Most material recording clerks must have a high school diploma or equivalent. Production, planning, and expediting clerks need to have some basic computer skills. Candidates who have taken some business classes may be given preference over those who haven’t.
Stock clerks and order fillers generally are not required to have a high school diploma.
Material recording clerks usually learn their work on the job. Training for stock clerks and material inspectors may last less than a month. For shipping and production clerks, it can take up to 6 months. The more complex automatic equipment and sensors that are used in warehouses, the longer on-the-job training can take.
Typically, a supervisor or more experienced worker trains new clerks.
Clerks first learn to count stock and mark inventory and then move onto more difficult tasks, such as recordkeeping. Production clerks need to learn how their company operates before they can write production and work schedules.

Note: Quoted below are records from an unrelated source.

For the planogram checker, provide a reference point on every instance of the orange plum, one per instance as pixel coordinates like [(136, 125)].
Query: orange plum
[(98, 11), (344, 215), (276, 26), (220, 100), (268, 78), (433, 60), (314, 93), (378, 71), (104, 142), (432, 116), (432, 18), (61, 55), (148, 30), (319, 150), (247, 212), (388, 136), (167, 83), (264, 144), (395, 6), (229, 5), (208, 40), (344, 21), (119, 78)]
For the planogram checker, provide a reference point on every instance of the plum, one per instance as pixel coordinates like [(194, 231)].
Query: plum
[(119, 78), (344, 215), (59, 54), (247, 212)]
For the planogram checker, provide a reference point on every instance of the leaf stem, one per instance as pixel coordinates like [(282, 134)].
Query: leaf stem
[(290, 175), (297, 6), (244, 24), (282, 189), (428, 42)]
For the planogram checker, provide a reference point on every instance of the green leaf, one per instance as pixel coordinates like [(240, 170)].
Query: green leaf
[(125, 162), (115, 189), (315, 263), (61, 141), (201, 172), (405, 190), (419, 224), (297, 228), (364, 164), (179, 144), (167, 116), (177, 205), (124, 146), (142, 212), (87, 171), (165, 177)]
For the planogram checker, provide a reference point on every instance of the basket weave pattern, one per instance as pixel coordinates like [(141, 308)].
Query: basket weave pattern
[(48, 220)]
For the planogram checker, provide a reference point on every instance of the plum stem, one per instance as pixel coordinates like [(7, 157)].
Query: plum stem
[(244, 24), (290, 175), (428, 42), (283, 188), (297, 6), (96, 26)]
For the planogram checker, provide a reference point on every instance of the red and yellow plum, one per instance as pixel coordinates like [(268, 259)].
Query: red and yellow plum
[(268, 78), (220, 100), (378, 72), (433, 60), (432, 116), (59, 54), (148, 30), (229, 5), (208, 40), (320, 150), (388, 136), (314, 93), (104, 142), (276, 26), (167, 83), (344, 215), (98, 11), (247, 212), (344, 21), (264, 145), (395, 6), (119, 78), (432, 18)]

With additional training or education, material recording clerks can advance to other similar positions within their firm, such as purchasing agent. For more information, see the profile on purchasing managers, buyers, and purchasing agents.
Clerical skills. Typing, filing, and recordkeeping are common tasks for most material recording clerks.
Communication skills. Production, planning, and expediting clerks are often in contact with suppliers, vendors, and production managers and need to be able to communicate the firm’s scheduling needs effectively.
Customer-service skills. Stock clerks sometimes interact with customers in retail stores. They may have to get the item the customer is looking for from the storeroom.
Detail oriented. Material inspectors check items for defects, some of which are small and difficult to spot.